The same wasn’t true for dining-table groups. Sharing a table group increased the likelihood that campers became close, but the effect was similar for outgroup and ingroup pairs. In addition, the effect of being at the same table was smaller than for sharing a bunk or dialogue group, perhaps because table talk doesn’t inspire the same kind of intimate discourse as bunking together or engaging in the deeper debate of a dialogue group, the researchers suggest. The camp’s staff, blind to the specific aim of the study, rated bunk and dialogue groups as involving more time, self-disclosure, and even negative emotions compared with table groups. White, Schroeder, and Risen suggest that the two activities were especially effective at promoting outgroup relationships because they prompted meaningful, if challenging, interactions that wouldn’t have occurred spontaneously.

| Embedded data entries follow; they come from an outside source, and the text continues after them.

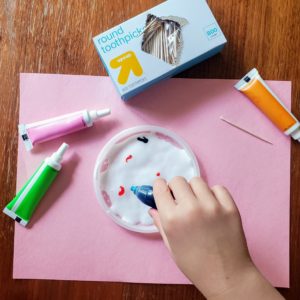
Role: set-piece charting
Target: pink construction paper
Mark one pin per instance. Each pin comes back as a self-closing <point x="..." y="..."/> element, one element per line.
<point x="71" y="238"/>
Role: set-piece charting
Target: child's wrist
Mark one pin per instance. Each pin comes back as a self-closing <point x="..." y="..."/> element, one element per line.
<point x="247" y="284"/>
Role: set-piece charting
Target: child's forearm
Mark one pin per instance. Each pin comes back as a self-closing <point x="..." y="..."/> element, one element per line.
<point x="250" y="285"/>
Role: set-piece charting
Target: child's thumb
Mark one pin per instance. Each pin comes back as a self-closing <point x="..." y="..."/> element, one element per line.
<point x="156" y="219"/>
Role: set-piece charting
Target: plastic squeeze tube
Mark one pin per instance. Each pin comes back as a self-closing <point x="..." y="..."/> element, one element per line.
<point x="256" y="89"/>
<point x="42" y="131"/>
<point x="145" y="194"/>
<point x="25" y="202"/>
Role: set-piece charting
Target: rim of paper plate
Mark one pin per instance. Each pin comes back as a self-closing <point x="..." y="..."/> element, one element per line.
<point x="106" y="149"/>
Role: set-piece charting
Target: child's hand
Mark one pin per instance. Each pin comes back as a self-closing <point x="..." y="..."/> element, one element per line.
<point x="202" y="228"/>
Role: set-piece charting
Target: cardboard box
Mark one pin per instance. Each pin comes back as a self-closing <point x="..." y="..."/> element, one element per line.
<point x="158" y="44"/>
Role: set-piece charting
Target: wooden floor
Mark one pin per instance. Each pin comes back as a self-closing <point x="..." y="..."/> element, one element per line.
<point x="55" y="37"/>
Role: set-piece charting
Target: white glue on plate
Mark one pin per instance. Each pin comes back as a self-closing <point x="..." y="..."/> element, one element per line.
<point x="138" y="156"/>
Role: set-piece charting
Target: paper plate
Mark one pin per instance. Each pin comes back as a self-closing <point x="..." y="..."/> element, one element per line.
<point x="137" y="156"/>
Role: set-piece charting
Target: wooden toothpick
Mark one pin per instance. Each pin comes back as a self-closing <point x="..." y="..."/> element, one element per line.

The hope for Seeds of Peace is that campers take their shared experiences and resulting attitudes with them and become changemakers throughout their lives—but the mechanism can be applied to any ingroup-outgroup dichotomy, according to the study. “Forming relationships with outgroup members can have myriad individual benefits, helping individuals widen their social circles, feel less stress and anxiety in intergroup contexts, and reduce their prejudices,” the researchers write. “But to benefit from the consequences of outgroup relationships, individuals must first build them.”